Aaron Spolin, a Princeton-trained lawyer and former McKinsey consultant who signed up thousands of detained clients seeking release under new criminal justice reform laws, has been hit with a second round of charges by the State Bar of California last week.
The 18 counts filed Thursday follow an initial filing of disciplinary charges in August and provide more examples of how the bar claims Spolin and his Westside firm used deceptive marketing and outright lies. simple to convince desperate families to hire him.
One alleged violation involved a 2023 press release on Spolin’s website announcing that Gov. Gavin Newsom had commuted the sentence of one of his clients. In fact, the man told The Times last year that he made the switch on his own and that Spolin had done no work on it. At the time, Spolin’s company was urging families to pay more than $9,000 to obtain a commutation, a path that experts say has only a tiny chance of success.
In another case cited by the bar, a lawyer working for Spolin told a Los Angeles man, Wesner Charles Jr., who was serving a 27-year-to-life sentence for attempted carjacking and robbery, that a reform law could “bring him out”. in six to eight months.
Spolin charged the family $19,000 without informing them that Charles and others convicted of violent crimes did not qualify for consideration. The Los Angeles County district attorney’s office had written “no fewer than nine letters” to Spolin informing him that such cases “would not be pursued,” wrote Cindy Chan, a supervising attorney in the bar’s chief prosecutor’s office. .

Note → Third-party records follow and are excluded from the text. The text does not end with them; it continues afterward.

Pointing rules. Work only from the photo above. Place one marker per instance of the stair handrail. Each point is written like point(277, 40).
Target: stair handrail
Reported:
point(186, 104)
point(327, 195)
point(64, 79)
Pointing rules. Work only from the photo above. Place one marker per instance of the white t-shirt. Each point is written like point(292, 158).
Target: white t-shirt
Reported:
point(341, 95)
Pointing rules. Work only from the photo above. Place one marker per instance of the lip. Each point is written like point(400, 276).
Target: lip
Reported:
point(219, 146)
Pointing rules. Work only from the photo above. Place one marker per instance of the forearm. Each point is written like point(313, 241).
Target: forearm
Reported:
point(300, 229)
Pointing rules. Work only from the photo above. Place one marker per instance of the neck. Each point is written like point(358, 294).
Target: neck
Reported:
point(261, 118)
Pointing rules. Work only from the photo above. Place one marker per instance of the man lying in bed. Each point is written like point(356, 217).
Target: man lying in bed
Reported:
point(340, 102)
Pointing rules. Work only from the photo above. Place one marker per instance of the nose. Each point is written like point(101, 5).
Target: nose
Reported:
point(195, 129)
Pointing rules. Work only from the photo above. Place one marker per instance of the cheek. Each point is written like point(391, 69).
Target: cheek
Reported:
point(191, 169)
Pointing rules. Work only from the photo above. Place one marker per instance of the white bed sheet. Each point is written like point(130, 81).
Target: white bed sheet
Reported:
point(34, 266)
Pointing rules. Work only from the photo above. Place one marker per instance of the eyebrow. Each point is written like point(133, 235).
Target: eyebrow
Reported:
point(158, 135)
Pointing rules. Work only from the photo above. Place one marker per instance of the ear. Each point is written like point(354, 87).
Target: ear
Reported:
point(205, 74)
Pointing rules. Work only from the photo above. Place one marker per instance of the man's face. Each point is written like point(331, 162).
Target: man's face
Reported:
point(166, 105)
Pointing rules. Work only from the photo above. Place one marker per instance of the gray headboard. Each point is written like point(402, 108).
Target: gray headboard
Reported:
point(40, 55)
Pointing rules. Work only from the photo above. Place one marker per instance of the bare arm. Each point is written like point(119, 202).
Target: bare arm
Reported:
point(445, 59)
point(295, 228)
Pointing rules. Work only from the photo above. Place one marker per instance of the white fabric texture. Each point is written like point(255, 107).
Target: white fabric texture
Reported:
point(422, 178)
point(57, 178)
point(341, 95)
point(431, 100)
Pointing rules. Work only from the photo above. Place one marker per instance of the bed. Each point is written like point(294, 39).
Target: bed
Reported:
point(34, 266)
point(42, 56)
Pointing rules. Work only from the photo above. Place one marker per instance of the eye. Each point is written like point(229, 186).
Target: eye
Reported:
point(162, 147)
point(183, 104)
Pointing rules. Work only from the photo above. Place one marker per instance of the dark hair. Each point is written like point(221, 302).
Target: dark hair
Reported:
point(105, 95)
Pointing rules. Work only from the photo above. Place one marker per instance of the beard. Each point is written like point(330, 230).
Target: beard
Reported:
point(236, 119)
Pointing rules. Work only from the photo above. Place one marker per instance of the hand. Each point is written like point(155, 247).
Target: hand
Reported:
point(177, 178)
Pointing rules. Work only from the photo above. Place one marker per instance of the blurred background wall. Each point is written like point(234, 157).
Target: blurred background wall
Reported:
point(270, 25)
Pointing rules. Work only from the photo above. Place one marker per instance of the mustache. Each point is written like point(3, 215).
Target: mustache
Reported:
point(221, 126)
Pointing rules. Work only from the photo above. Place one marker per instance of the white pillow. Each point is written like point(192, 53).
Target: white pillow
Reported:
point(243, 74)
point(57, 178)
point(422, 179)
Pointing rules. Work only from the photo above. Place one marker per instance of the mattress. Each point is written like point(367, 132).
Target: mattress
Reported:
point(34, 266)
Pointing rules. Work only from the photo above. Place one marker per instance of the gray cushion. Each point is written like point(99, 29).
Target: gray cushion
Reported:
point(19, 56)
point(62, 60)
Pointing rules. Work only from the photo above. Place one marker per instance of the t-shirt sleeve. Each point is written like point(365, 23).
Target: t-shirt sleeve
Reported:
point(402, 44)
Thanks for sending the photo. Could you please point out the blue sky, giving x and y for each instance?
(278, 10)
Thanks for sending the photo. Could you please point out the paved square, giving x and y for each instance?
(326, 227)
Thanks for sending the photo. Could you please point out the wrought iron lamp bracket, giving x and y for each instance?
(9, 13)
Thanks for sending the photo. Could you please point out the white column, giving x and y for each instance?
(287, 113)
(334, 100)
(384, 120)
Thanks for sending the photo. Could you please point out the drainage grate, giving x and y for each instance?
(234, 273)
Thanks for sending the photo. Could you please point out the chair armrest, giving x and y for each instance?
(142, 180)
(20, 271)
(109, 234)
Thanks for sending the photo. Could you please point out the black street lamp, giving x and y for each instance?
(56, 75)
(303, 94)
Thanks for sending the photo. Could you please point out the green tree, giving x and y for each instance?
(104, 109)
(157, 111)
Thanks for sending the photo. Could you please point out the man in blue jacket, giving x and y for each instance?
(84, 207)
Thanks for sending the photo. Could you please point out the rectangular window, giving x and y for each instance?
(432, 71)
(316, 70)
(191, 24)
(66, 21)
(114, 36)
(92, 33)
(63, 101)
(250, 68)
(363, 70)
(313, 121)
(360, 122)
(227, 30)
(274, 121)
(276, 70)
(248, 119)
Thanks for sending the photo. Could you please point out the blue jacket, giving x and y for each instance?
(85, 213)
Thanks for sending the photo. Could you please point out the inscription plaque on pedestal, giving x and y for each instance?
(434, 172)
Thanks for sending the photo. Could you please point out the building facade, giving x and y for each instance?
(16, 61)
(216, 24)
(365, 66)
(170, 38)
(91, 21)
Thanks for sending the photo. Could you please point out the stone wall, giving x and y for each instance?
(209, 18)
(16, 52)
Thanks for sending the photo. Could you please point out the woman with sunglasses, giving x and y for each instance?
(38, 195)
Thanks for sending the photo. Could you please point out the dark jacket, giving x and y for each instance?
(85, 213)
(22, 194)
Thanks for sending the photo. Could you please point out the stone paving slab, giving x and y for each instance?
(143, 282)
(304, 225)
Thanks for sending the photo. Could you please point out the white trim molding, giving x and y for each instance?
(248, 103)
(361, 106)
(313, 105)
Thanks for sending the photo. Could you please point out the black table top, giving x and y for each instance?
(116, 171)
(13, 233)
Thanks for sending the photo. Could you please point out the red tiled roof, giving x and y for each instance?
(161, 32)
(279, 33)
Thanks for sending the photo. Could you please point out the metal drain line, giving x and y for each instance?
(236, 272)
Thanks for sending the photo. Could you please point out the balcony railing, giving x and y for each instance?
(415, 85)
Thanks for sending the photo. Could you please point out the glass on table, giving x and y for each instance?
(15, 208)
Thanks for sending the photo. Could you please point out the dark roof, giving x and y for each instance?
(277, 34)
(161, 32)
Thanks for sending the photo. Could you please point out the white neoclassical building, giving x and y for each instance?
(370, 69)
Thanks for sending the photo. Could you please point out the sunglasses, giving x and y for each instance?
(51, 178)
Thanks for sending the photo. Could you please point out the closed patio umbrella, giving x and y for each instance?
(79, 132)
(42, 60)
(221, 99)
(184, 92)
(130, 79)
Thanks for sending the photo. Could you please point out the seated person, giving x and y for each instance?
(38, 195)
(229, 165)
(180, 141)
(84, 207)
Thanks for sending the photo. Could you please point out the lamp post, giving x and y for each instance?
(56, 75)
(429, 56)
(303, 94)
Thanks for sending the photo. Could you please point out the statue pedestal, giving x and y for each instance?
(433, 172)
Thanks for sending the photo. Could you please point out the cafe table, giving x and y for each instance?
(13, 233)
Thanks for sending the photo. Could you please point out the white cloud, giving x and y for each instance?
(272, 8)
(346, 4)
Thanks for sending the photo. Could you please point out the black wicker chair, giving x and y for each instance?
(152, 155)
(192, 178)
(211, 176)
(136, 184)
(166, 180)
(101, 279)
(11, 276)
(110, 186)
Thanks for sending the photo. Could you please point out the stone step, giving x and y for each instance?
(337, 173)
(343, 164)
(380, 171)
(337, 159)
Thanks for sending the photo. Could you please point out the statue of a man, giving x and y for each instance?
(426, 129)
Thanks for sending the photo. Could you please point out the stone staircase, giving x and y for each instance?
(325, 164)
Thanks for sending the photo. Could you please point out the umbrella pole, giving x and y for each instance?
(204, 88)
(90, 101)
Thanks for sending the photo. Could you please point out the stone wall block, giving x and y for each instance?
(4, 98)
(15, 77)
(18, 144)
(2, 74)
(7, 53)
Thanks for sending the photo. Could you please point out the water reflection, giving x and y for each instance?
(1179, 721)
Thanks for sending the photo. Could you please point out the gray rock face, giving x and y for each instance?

Charles, who maintained his innocence, was later released with the help of another lawyer.
The rest of the new allegations involve three other incarcerated Los Angeles men whose families paid between $11,500 and $21,700 for unsuccessful legal services.
If convicted, Spolin, 39, faces penalties ranging from probation to disbarment by the state Supreme Court.
An attorney for Spolin, Erin Joyce, previously told the Times that her client “has fully cooperated with the state bar and will continue to cooperate.” He hopes to resolve this issue in the near future.
In a court filing last month, Joyce wrote that bar attorneys had informed her that “they intended to pursue a serial [Spolin]bringing several cases successively. She acknowledged that a criminal investigation was underway by the state attorney general into Spolin’s practices, but denied that he committed any crimes.
She wrote that “for more than a year,” Spolin “has refused paid representation” for the type of conviction cases for which the bar has faulted him and that “he has also changed or deleted advertising statements from his cabinet…”
Spolin worked for the Bronx district attorney’s office before moving to Los Angeles and starting a practice focused on representing inmates under a series of laws intended to reduce mass incarceration.
He told The Times last year that he used techniques he learned as a consultant at McKinsey to streamline his business. He ran his practice from a coworking space, used legal document templates, and paid lawyers from the Philippines and other developing countries at an hourly rate of about $10.